Each level is bold and beautiful, although some themes carry over from the first game.

Both games have 10 levels full of 20 of their animals. The levels are different but in the doggy sequel things aren’t bigger, more complex or prettier. They feel cut from the exact same cloth. You can zoom in and out and move around the maps to find 20 dogs and doing some adds them to the bottom of the screen. They’ll then start playing their MIDI instrument and as you find more dogs, the music grows and develops. The music matches the backdrop of the landscape you are in so some are tribal, others are oriental or folksy and others are more electronic and sci-fi themed. The music then plays a key role with a bonus riddle to solve to unlock a final secret puppy. This involves solving a riddle by turning on and off specific instruments to play a set song, thus unveiling the final hidden pup.

Playing with the dogs musical talents is a cute lite music sequencer, but the riddles to solve the final puppy are more confusing than they should be.

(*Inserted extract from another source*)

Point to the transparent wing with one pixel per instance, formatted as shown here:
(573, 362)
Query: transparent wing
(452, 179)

All of this is cute and entertaining but it is identical to the first game. If you repeat the same game blow for blow, you’ll get diminishing returns and so my interest and joy faded quickly when I realised this was closer to a reskin than I’d have liked. The riddles feel more obtuse this time around, with two making no sense at all. I also ran into a small bug where the level wouldn’t load and it lost my progress. I’d just hoped for the series to push on a little, offering something more than “we did cats, so here’s the same game with dogs”. Examples of this would be the Cats In… and the An X full of Cats series. Both switch up things like level design, scope or hidden objectives between entries and it makes each purchase feel unique and warranted. Shy Dogs Hidden Orchestra does none of that and falls short as a result.

Whilst Shy Dogs Hidden Orchestra will still give you a couple of hours of medium difficulty hidden object gameplay, if you’ve played the first one there is absolutely nothing new here. Only come back if you just want more of the exact same.

Shy Dogs Hidden Orchestra
Final Thoughts
A carbon copy of its kitty based original, its difficult to recommend unless you are just coming back for cute animals doing cute things.
Positives
The musical aspect is still fun and playful.
Each level has a distinct and bold theme.
Finding the original 20 dogs is never too much of a chore.
Negatives
This is almost the exact same game as Shy Cats Hidden Orchestra. Nothing has improved or changed.
Some of the riddles are really incomprehensible.